The paper looks at surface temperatures only (not the global heat budget, which continues its rise unabated) and notes the negative radiative forcing of Chinese emissions of sulphates and other particulate pollutants. China is busily cleaning up its act, so the effect is going to be short lived. Particulates don’t hang around in the atmosphere for long. Carbon dioxide, sadly, resides for a very long time.

It’s unfortunate the Kaufmann paper is so easy to misrepresent as an admission of “no warming since 1998”. I would have written the abstract with a little more care. It just goes to prove that scientists are scientists and not PR operators.

Matt Saxon writes: Did Tamas actually read the article he quotes yesterday? It’s fairly obvious he didn’t since his statement “You can make that 1998-2011” in reference to his quote from the abstract about temperatures being flat between 1998 and 2008 is specifically contradicted by paper itself. It in fact states, in its introduction no less, that they have risen since 2008.
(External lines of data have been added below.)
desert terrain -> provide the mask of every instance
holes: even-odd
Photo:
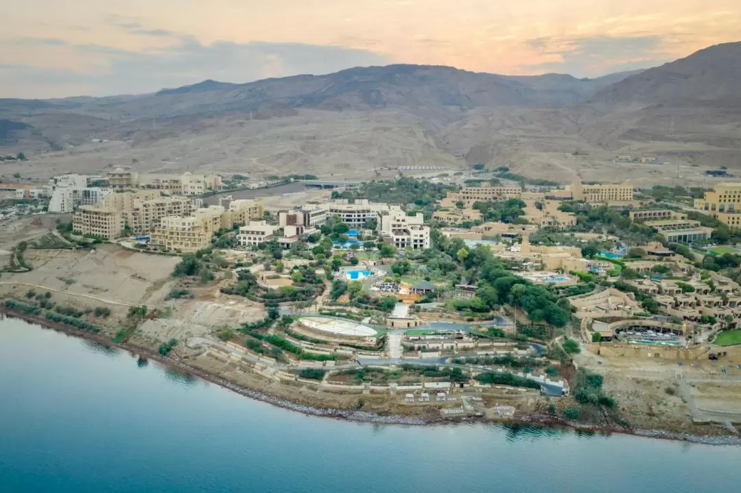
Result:
[[[596,79],[392,65],[142,95],[1,100],[0,152],[28,160],[4,162],[0,174],[43,180],[122,167],[368,179],[399,167],[484,164],[562,183],[702,185],[706,170],[741,171],[739,60],[741,43],[728,43]],[[613,162],[626,154],[662,164]]]

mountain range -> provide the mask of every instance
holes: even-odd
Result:
[[[137,95],[0,99],[0,154],[22,150],[34,164],[6,163],[0,173],[124,166],[358,178],[484,164],[563,181],[666,178],[666,168],[612,162],[631,154],[658,155],[689,178],[741,167],[740,80],[737,42],[597,78],[399,64]]]

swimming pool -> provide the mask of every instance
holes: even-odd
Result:
[[[682,343],[675,341],[628,341],[631,344],[649,344],[651,346],[682,346]]]
[[[335,248],[341,248],[343,250],[349,250],[353,245],[362,246],[363,244],[357,240],[348,240],[345,243],[342,243],[342,241],[333,241],[332,244],[334,245]]]
[[[360,281],[361,279],[365,279],[366,278],[372,278],[373,274],[370,271],[360,269],[346,270],[345,271],[345,275],[351,281]]]

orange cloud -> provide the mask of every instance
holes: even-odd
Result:
[[[167,54],[190,36],[205,46],[334,46],[400,63],[599,76],[737,41],[741,33],[738,0],[24,0],[4,14],[0,67],[74,71],[110,63],[104,51],[79,45]],[[21,46],[21,38],[63,44]],[[289,66],[275,59],[263,70],[288,75]]]

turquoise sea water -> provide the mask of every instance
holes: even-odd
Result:
[[[0,321],[0,492],[735,491],[741,447],[355,423]]]

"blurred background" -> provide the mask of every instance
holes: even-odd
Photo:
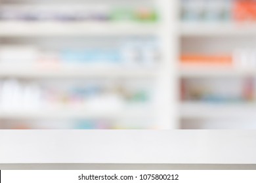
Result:
[[[256,1],[171,1],[1,0],[0,128],[256,129]]]

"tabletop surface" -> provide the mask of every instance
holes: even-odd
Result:
[[[256,164],[256,131],[1,130],[0,163]]]

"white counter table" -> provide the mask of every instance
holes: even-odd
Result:
[[[0,131],[0,163],[256,164],[255,131]]]

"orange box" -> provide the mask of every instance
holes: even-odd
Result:
[[[256,21],[256,1],[235,1],[233,12],[236,21]]]

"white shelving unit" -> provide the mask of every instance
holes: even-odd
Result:
[[[138,1],[138,2],[139,2]],[[159,8],[160,21],[157,24],[147,22],[75,22],[60,23],[57,22],[0,22],[1,39],[9,39],[15,41],[19,39],[33,39],[40,37],[125,37],[125,36],[148,36],[154,35],[160,41],[160,48],[163,57],[158,68],[127,69],[127,68],[88,68],[80,69],[74,67],[58,67],[54,69],[41,69],[37,67],[0,67],[0,78],[32,79],[41,78],[106,78],[106,79],[154,79],[156,80],[156,104],[154,112],[156,114],[156,125],[158,129],[177,129],[178,120],[176,111],[177,91],[176,73],[177,68],[173,67],[176,60],[177,48],[175,37],[176,26],[171,26],[171,22],[176,22],[175,17],[176,1],[169,2],[168,0],[152,1]],[[19,2],[18,0],[15,3]],[[32,2],[32,1],[31,1]],[[79,1],[81,3],[80,1]],[[113,1],[114,2],[114,1]],[[125,3],[125,1],[124,1]],[[8,2],[7,2],[8,3]],[[29,4],[30,1],[19,2],[16,6],[22,3]],[[72,3],[71,1],[71,3]],[[86,5],[87,1],[83,2]],[[90,1],[91,3],[92,2]],[[127,3],[127,2],[126,2]],[[129,3],[129,2],[128,2]],[[133,2],[134,3],[134,2]],[[145,2],[144,2],[145,3]],[[7,3],[2,2],[1,5]],[[170,11],[171,10],[171,11]],[[125,116],[127,111],[116,113],[99,114],[98,112],[86,112],[82,109],[70,111],[69,110],[58,109],[40,112],[5,112],[0,111],[0,118],[40,118],[45,116]],[[131,112],[131,116],[140,115]],[[139,113],[139,112],[137,112]],[[127,114],[127,115],[130,115]]]
[[[24,22],[0,23],[2,37],[125,36],[154,35],[159,27],[152,23]]]
[[[186,53],[197,53],[198,51],[206,54],[214,54],[219,52],[223,53],[223,51],[231,54],[238,48],[255,48],[253,46],[255,45],[252,41],[256,35],[256,24],[251,22],[179,20],[177,35],[181,48],[180,55],[186,51]],[[255,68],[252,67],[211,67],[196,64],[181,66],[179,69],[180,80],[202,78],[222,80],[231,78],[241,79],[255,78]],[[245,122],[248,118],[255,118],[255,104],[252,102],[181,101],[179,104],[179,119],[181,123],[182,123],[183,120],[188,120],[188,123],[198,120],[200,123],[202,122],[201,124],[203,124],[203,122],[210,121],[212,123],[211,127],[215,125],[215,120],[221,119],[223,124],[230,122],[230,128],[232,129],[230,120],[240,120],[240,124],[244,124],[240,125],[240,127],[246,127]],[[200,126],[196,127],[200,128]],[[203,125],[202,127],[203,129]],[[236,127],[234,128],[237,129]]]
[[[182,37],[253,36],[256,25],[236,22],[182,23],[179,31]]]

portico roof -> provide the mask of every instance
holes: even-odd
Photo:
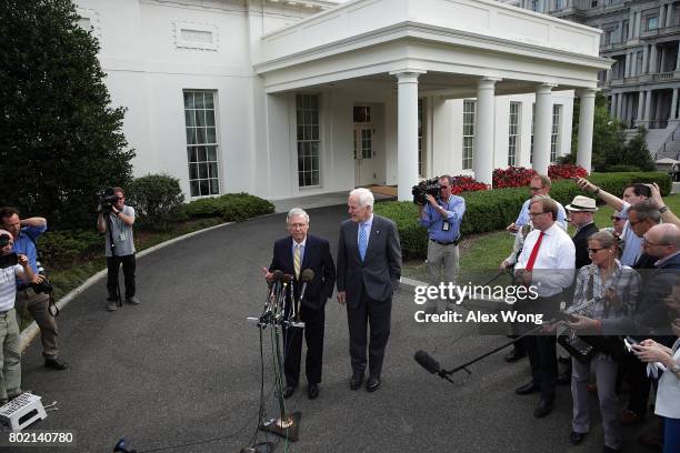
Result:
[[[597,88],[600,33],[491,0],[354,0],[263,36],[254,70],[270,93],[403,71],[450,98],[482,77],[497,94]]]

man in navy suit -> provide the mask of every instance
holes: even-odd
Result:
[[[352,362],[350,389],[359,389],[363,381],[369,324],[366,389],[374,392],[380,386],[384,346],[390,336],[392,293],[401,278],[401,245],[394,222],[373,215],[370,190],[354,189],[347,205],[350,219],[340,225],[338,245],[338,302],[347,304]]]
[[[307,359],[304,372],[307,374],[307,394],[311,400],[319,395],[321,382],[321,364],[323,361],[323,328],[326,322],[326,301],[333,295],[336,283],[336,265],[326,239],[308,234],[309,215],[300,208],[288,212],[288,232],[290,236],[274,243],[273,259],[269,266],[267,278],[276,270],[294,276],[292,299],[287,300],[287,314],[291,302],[299,308],[300,320],[304,322],[301,328],[288,326],[283,330],[286,389],[283,397],[290,397],[298,386],[300,379],[300,358],[302,355],[302,332],[307,341]],[[307,284],[303,298],[300,301],[302,272],[310,269],[314,278]]]

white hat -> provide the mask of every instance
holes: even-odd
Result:
[[[573,212],[596,212],[598,207],[596,205],[596,201],[593,199],[583,195],[576,195],[573,200],[571,200],[571,204],[567,204],[564,209]]]

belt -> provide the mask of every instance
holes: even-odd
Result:
[[[437,241],[436,239],[431,239],[431,238],[430,238],[430,241],[439,245],[458,245],[458,243],[460,242],[460,238],[458,238],[456,241],[452,241],[452,242]]]

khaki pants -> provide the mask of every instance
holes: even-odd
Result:
[[[21,351],[14,309],[0,314],[0,401],[21,393]]]
[[[38,294],[31,288],[17,291],[17,323],[21,324],[21,316],[28,309],[31,316],[40,328],[40,339],[42,340],[42,355],[46,359],[57,359],[59,356],[59,348],[57,346],[57,321],[49,312],[50,296],[48,294]]]

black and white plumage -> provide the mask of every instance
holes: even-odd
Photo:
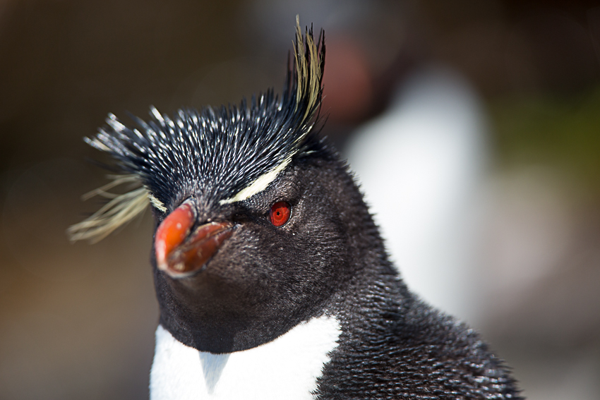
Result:
[[[299,26],[281,98],[174,120],[152,109],[138,128],[110,116],[88,140],[124,174],[96,194],[140,187],[73,238],[154,205],[151,398],[520,399],[476,333],[407,289],[347,166],[318,138],[324,53],[323,36]]]

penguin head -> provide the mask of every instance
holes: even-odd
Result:
[[[149,200],[160,323],[199,350],[272,340],[322,313],[356,273],[353,232],[370,217],[317,135],[323,35],[296,27],[281,97],[270,90],[174,119],[152,108],[148,121],[133,117],[136,127],[110,115],[86,139],[116,160],[115,182],[140,187],[71,227],[72,238],[102,238]]]

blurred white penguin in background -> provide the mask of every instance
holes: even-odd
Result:
[[[471,323],[487,130],[468,84],[431,68],[409,77],[385,112],[355,131],[344,154],[403,278]]]

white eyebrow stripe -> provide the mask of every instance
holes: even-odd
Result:
[[[150,203],[159,211],[162,212],[167,212],[167,207],[164,207],[164,205],[162,204],[160,200],[154,197],[151,193],[148,192],[148,199],[150,200]]]
[[[279,175],[279,173],[283,171],[291,161],[292,156],[285,159],[283,162],[271,169],[270,171],[257,178],[256,180],[244,189],[241,190],[234,197],[227,200],[222,200],[219,202],[219,204],[222,205],[224,204],[229,204],[245,200],[246,199],[251,198],[256,193],[260,193],[267,188],[269,183],[275,181],[275,178],[277,178],[277,175]]]

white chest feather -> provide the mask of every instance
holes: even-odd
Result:
[[[212,354],[185,346],[159,326],[150,399],[312,399],[340,333],[335,318],[320,317],[258,347]]]

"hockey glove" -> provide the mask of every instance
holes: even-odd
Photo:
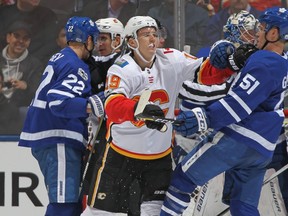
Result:
[[[227,40],[215,42],[210,50],[209,57],[212,66],[224,69],[228,66],[228,57],[235,51],[234,45]]]
[[[184,121],[183,124],[174,125],[174,129],[184,137],[189,137],[209,128],[209,119],[207,119],[205,110],[200,107],[196,107],[191,111],[183,111],[176,119]]]
[[[137,107],[138,102],[135,104],[135,108]],[[141,113],[141,117],[143,118],[149,118],[151,116],[156,116],[156,117],[165,117],[163,110],[155,105],[155,104],[147,104]],[[162,131],[163,128],[165,127],[165,123],[161,122],[156,122],[156,121],[150,121],[150,120],[145,120],[145,124],[147,128],[150,129],[156,129],[159,131]]]
[[[258,49],[252,44],[242,44],[235,52],[228,57],[229,63],[228,67],[237,72],[245,64],[246,60]]]
[[[101,117],[104,115],[104,108],[101,99],[97,95],[92,95],[88,98],[88,111],[91,110],[93,115]]]

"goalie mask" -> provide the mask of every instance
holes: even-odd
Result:
[[[232,14],[223,27],[224,38],[236,47],[244,43],[254,44],[258,23],[258,20],[245,10]]]
[[[96,24],[88,17],[71,17],[66,23],[66,39],[79,43],[86,43],[88,36],[91,36],[94,44],[97,42],[99,30]]]
[[[111,43],[112,50],[118,49],[124,39],[124,27],[123,24],[116,18],[106,18],[106,19],[98,19],[96,22],[96,25],[100,31],[100,33],[108,33],[110,34],[111,40],[115,41],[116,37],[119,36],[120,38],[120,44],[116,47],[113,46],[113,43]]]

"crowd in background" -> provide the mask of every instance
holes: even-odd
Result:
[[[273,6],[287,8],[286,0],[186,0],[185,43],[191,54],[207,56],[210,46],[223,38],[230,14],[245,9],[258,17]],[[0,134],[22,129],[47,61],[66,46],[64,26],[71,16],[96,21],[113,17],[124,25],[131,16],[149,15],[165,29],[165,47],[174,47],[173,0],[2,0],[0,1]],[[97,55],[97,53],[95,53]]]

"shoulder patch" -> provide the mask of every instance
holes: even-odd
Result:
[[[88,80],[88,74],[82,68],[78,68],[78,75],[81,76],[83,80]]]
[[[164,54],[167,54],[167,53],[173,53],[173,50],[169,49],[169,48],[165,48],[164,49]]]
[[[118,59],[117,61],[114,62],[114,64],[120,66],[121,68],[125,67],[126,65],[128,65],[129,63],[124,60],[124,59]]]

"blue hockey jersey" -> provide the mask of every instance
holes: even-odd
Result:
[[[246,62],[227,96],[207,108],[210,127],[272,157],[284,114],[288,61],[259,50]]]
[[[84,148],[90,81],[88,66],[71,48],[53,55],[29,106],[19,146]]]

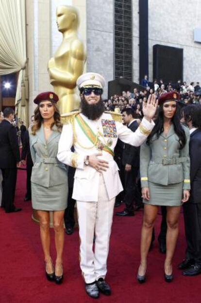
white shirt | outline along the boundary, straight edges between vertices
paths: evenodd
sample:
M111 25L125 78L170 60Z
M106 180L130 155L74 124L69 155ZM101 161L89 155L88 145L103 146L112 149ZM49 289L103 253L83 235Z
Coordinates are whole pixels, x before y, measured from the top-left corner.
M80 114L95 135L98 136L99 132L102 134L99 136L99 139L103 144L110 140L109 148L113 152L118 138L125 143L139 146L147 139L154 126L153 121L149 122L144 118L136 132L133 133L121 123L115 121L116 132L113 133L112 137L108 137L107 133L104 133L103 124L105 120L114 121L110 114L104 113L96 121L88 119L82 114ZM72 145L75 152L72 152L70 150ZM74 123L71 122L64 125L59 142L57 158L63 163L76 168L72 195L75 200L84 202L98 201L100 172L89 165L86 166L84 164L86 155L98 152L102 154L99 156L99 158L107 161L109 163L109 168L106 171L103 171L102 174L108 199L110 200L123 190L118 168L113 156L106 151L100 152L97 150L97 146L85 134L76 118Z
M195 132L195 131L196 131L196 130L197 130L198 128L197 127L193 127L193 128L189 130L190 134L191 134L191 133L193 133L193 132Z

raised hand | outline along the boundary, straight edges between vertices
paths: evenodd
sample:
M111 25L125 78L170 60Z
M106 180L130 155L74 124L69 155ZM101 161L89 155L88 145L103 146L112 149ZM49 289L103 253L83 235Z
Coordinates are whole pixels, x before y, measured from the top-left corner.
M142 110L144 117L151 121L155 114L158 106L158 100L156 100L156 96L153 94L150 94L147 102L143 101Z

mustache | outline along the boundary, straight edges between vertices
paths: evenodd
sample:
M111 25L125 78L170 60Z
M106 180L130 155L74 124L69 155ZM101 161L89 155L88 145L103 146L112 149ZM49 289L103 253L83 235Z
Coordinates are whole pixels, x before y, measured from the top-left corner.
M81 112L90 120L96 120L101 115L104 111L104 107L102 100L95 104L89 104L84 95L81 99Z

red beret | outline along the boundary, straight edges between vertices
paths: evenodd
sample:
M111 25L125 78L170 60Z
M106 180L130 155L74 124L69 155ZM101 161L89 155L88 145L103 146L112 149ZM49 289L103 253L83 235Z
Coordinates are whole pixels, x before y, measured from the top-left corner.
M161 95L158 98L158 104L161 104L164 102L168 101L176 101L179 100L179 95L177 92L169 92L168 93L164 93Z
M34 100L36 104L39 104L42 101L50 101L51 102L57 102L59 97L56 94L52 92L45 92L41 93Z

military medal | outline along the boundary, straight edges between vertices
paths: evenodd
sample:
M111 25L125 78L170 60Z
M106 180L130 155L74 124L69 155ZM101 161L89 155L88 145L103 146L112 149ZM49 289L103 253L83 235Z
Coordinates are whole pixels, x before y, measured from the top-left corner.
M102 151L104 148L104 145L102 143L101 141L99 140L97 144L97 147L98 151Z
M107 140L107 145L108 146L111 146L112 145L113 143L113 141L112 141L112 139L111 139L111 138Z

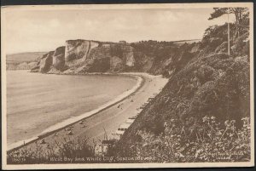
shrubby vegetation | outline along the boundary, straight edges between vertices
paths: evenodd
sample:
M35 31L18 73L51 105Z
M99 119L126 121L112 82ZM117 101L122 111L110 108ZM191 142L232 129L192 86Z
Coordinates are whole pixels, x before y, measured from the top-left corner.
M131 146L128 155L154 157L157 162L246 162L250 160L250 123L242 118L241 129L236 120L218 123L215 117L205 116L194 132L184 128L179 120L165 123L165 130L155 136L139 131L143 140ZM122 153L127 155L127 151Z
M129 162L247 162L250 160L250 122L243 117L241 128L236 120L219 123L215 117L205 116L196 126L195 138L179 120L171 119L164 124L164 132L155 136L147 131L139 131L142 140L131 146L129 151L119 153L121 149L113 145L105 157L113 160L101 162L122 162L118 157L151 158L153 160L131 160ZM38 144L34 151L23 149L8 155L9 164L24 163L90 163L96 160L87 157L102 157L96 154L95 146L88 145L87 140L55 142L46 151ZM73 161L66 160L71 158ZM76 158L84 158L76 160Z
M233 10L239 16L230 24L230 55L227 24L207 28L202 41L192 44L131 43L137 71L161 73L170 81L109 155L152 157L159 162L250 160L248 13ZM211 19L224 14L226 9L215 9ZM119 48L112 53L119 54ZM94 156L91 147L82 149L51 155L85 155L86 151Z
M244 130L244 123L241 120L250 116L248 14L246 9L241 11L242 17L239 18L239 23L245 26L239 26L238 21L230 24L230 55L227 54L227 24L213 26L206 30L201 43L191 45L193 47L189 48L189 51L195 53L187 58L183 67L176 69L173 66L166 66L169 83L125 133L118 144L119 154L157 154L160 156L158 162L224 162L224 159L218 160L217 157L207 153L212 153L214 151L212 150L216 149L216 151L227 156L227 149L232 153L235 151L233 147L239 149L239 145L242 145L242 155L239 157L235 157L236 155L229 157L227 161L249 160L250 135L247 130ZM214 18L220 16L219 14L213 15ZM204 117L206 115L227 122L224 127L217 129L215 123L211 125L205 124L208 121L201 122L201 118L208 118ZM234 121L236 121L236 124ZM173 132L173 125L180 132L166 133L169 130ZM236 132L247 134L246 140L237 134L228 138L227 134L231 129L235 130L232 125L237 127ZM229 131L225 131L227 128ZM209 133L211 137L207 135ZM172 135L172 139L169 135ZM176 142L174 135L179 135L177 140L181 141ZM236 136L239 140L234 140ZM241 142L241 140L245 141ZM195 144L191 145L187 143L188 140ZM153 141L157 141L157 151L156 146L150 143ZM139 145L136 146L134 153L130 153L137 143ZM177 149L172 149L166 143L174 147L177 145ZM175 143L181 143L182 145ZM222 146L212 143L221 144ZM201 149L202 146L207 149ZM224 150L221 151L224 146ZM198 153L196 158L195 151ZM200 158L201 153L202 156Z

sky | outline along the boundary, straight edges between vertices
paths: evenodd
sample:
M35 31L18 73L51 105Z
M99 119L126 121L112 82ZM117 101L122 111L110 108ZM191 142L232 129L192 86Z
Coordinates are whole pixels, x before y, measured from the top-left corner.
M54 50L66 40L108 42L201 39L212 9L11 10L5 19L7 54Z

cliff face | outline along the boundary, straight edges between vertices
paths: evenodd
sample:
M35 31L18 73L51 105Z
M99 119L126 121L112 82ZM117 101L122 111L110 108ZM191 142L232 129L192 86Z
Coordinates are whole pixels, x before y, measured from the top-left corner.
M85 73L131 71L135 66L134 48L126 43L68 40L66 46L42 56L32 71Z
M43 55L32 71L86 73L145 71L170 74L178 71L198 51L198 43L143 41L134 43L68 40Z

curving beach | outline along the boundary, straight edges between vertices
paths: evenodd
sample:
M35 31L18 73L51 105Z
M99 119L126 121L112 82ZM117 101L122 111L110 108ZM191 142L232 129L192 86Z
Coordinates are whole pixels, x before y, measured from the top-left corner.
M44 139L46 144L49 145L62 142L64 140L84 138L89 138L90 142L100 142L99 140L103 140L105 132L108 135L114 133L128 117L137 115L139 112L137 109L154 94L159 93L167 83L167 79L160 76L145 73L123 73L122 75L137 77L137 84L97 109L55 124L39 134L40 138L34 137L27 140L25 145L22 145L22 141L13 144L9 146L9 150L17 149L15 147L35 148L36 142L41 139ZM84 121L85 126L82 127L79 124L80 120ZM65 131L67 126L72 126L72 135ZM46 147L44 145L42 145Z

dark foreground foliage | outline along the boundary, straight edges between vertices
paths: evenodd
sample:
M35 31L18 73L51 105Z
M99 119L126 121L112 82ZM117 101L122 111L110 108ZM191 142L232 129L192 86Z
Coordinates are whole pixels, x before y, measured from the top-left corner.
M215 117L204 117L196 128L195 139L189 137L178 120L165 123L163 134L140 131L140 142L122 151L115 145L107 154L96 155L95 146L87 140L55 142L43 151L20 150L8 155L9 164L29 163L102 163L102 162L247 162L250 160L251 128L248 117L241 119L237 128L235 120L218 123ZM119 153L119 151L122 151Z

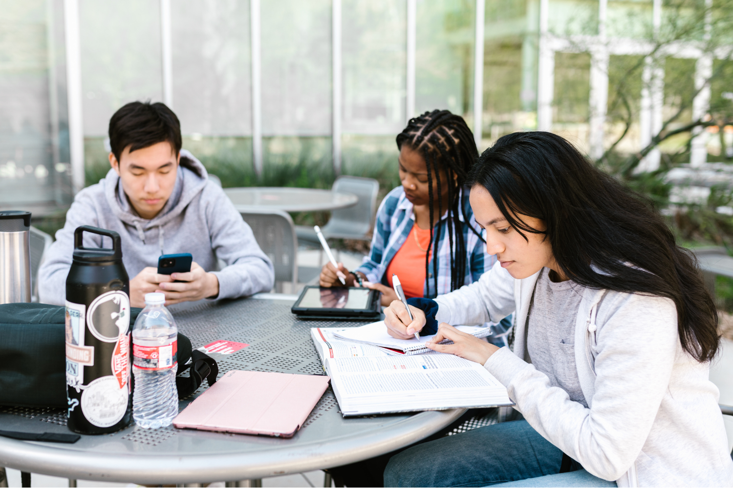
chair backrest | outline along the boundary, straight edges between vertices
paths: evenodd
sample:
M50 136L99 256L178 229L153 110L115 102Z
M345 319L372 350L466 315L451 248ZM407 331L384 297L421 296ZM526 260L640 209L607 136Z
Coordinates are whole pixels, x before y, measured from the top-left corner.
M38 269L43 263L46 250L54 243L54 238L31 225L29 236L31 248L31 300L38 301Z
M377 211L379 181L372 178L339 176L331 189L334 192L353 193L358 197L356 205L334 210L331 220L324 226L328 237L365 239L372 228Z
M275 266L276 282L292 282L298 285L298 238L290 216L281 210L249 210L242 218L254 233L259 249Z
The exact quote for those interested is:

“Although temperature increases in 2009 and 2010, the lack of a clear increase in global surface temperature between 1998 and 2008 combined with rising concentrations of atmospheric CO2 and other greenhouse gases, prompts some popular commentators to doubt the existing understanding of the relationship among radiative forcing, internal variability, and global surface temperature.”

Apparently his schedule is full to put up with the time consuming bother of cherry picking data and only allows for the quoting of scientific abstracts out of context as a bridge to his regular talking points. A more likely scenario is that he picked up the quote off some peanut blog run by a person who also is too busy to read the article.

Googling “Reconciling anthropogenic climate change with observed temperature 1998–2008” will bring up a PDF full text of the paper sitting, surprise surprise, on one of the aforementioned peanut blogs.